Muitas responsabilidades pela dramática situação e pela enorme crise humanitária na Etiópia têm sido assacadas aos diversos intervenientes internos. Mas as responsabilidades das Nações Unidas e, em última análise, as que cabem ao seu secretário-geral só pontualmente têm sido referidas publicamente. A relação das várias agências das Nações Unidas a operar no país com o governo federal tem sido, no mínimo, tumultuosa: em certos casos cúmplice, noutros irresponsável e autofágica, noutros ainda submissa aos interesses de certas grandes potências. A sua acção tem sido minada pelo governo etíope, posta em causa por desentendimentos entre quem opera no terreno e quem decide em Genebra e em Nova Iorque, paralisada por ausência de autoridade central e de financiamento local. Entre os vários escândalos reportados conta-se o da incapacidade de providenciar ajuda humanitária e alimentar a várias regiões afectadas pela guerra, a evidência de caos e desregulamento nas operações de logística e transporte, conflitos internos, desautorizações e suspeitas de inconfidencialidade que resultaram na expulsão de vários altos funcionários, etc. Num país tão habituado à presença de organizações internacionais, este caos não pode deixar de ter um responsável máximo: o secretário-geral das Nações Unidas, que, sempre vestido com o manto da moralidade missionária católica, não admite a sua pusilanimidade face a uma situação interna complexa que lhe é opaca, nem o facto de que a displicência com que se permitiu uma resposta falhada ter contribuído para o agravar do conflito e para colocar aquela organização sob a suspeita de estar a ser manipulada pelos interesses de certas potências ocidentais.

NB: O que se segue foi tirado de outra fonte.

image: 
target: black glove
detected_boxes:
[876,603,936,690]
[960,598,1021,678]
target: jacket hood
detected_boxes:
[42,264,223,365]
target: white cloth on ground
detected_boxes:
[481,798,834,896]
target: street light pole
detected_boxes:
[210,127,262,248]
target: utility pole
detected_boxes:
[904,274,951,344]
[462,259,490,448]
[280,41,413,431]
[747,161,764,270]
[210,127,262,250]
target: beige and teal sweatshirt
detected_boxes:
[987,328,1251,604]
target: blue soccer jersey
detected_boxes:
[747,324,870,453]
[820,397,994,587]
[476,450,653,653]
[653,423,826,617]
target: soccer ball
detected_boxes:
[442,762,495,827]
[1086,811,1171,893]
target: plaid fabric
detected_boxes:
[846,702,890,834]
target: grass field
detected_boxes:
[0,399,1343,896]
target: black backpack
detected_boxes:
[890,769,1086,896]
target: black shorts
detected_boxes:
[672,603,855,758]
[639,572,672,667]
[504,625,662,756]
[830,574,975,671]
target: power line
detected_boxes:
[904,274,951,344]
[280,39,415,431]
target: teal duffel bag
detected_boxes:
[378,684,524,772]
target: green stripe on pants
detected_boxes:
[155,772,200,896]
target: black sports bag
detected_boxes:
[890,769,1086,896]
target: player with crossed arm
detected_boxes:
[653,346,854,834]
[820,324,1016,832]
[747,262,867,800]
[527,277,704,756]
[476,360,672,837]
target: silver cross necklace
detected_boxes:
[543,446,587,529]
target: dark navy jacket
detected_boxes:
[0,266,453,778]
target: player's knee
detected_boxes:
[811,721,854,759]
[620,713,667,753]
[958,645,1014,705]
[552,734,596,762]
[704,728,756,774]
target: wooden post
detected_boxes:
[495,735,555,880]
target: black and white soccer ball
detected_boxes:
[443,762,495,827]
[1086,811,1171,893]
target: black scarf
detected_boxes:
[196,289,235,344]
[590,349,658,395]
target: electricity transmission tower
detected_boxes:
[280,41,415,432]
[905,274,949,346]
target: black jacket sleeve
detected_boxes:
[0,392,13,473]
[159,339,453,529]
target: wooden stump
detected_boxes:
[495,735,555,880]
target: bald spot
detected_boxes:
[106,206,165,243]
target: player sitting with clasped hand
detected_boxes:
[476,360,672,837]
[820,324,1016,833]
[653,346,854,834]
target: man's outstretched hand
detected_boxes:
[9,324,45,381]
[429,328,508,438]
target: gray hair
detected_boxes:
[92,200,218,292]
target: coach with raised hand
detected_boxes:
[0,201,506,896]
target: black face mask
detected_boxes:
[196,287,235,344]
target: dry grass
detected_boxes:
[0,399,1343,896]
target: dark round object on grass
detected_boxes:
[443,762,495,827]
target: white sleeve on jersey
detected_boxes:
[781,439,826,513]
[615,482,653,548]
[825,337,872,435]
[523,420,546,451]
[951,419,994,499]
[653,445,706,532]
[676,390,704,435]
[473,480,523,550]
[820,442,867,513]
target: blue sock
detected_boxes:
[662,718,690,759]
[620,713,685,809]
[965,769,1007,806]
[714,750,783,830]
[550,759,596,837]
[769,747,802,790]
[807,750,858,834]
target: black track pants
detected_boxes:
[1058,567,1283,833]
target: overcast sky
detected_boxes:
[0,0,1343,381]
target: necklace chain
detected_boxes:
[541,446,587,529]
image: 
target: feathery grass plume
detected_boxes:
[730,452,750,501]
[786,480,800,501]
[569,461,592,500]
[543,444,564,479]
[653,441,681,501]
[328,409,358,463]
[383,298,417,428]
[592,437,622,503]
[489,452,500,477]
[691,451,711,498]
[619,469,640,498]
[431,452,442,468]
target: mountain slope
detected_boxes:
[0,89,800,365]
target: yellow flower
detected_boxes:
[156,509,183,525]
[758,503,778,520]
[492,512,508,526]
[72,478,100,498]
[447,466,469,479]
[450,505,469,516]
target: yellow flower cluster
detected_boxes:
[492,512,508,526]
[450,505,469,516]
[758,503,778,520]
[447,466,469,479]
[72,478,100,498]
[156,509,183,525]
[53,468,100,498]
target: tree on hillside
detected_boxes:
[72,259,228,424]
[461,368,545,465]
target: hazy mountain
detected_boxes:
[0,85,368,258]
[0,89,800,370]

Gostamos de acreditar que a incompetência de Eleutério se transforma magicamente em competência além-fronteiras. É um pouco como acreditar em unicórnios. Pena é que Eça de Queiroz e Ramalho Ortigão não estejam hoje disponíveis para nos elucidar sobre as habilitações necessárias para roçar ombros com as elites internacionais – para ser secretário-geral, presidente de comissão, administrador de banco, director de fundação ou alto representante. Estou certo de que nos ajudariam a adivinhar em que prateleira estrangeira iremos em breve encontrar António Costa.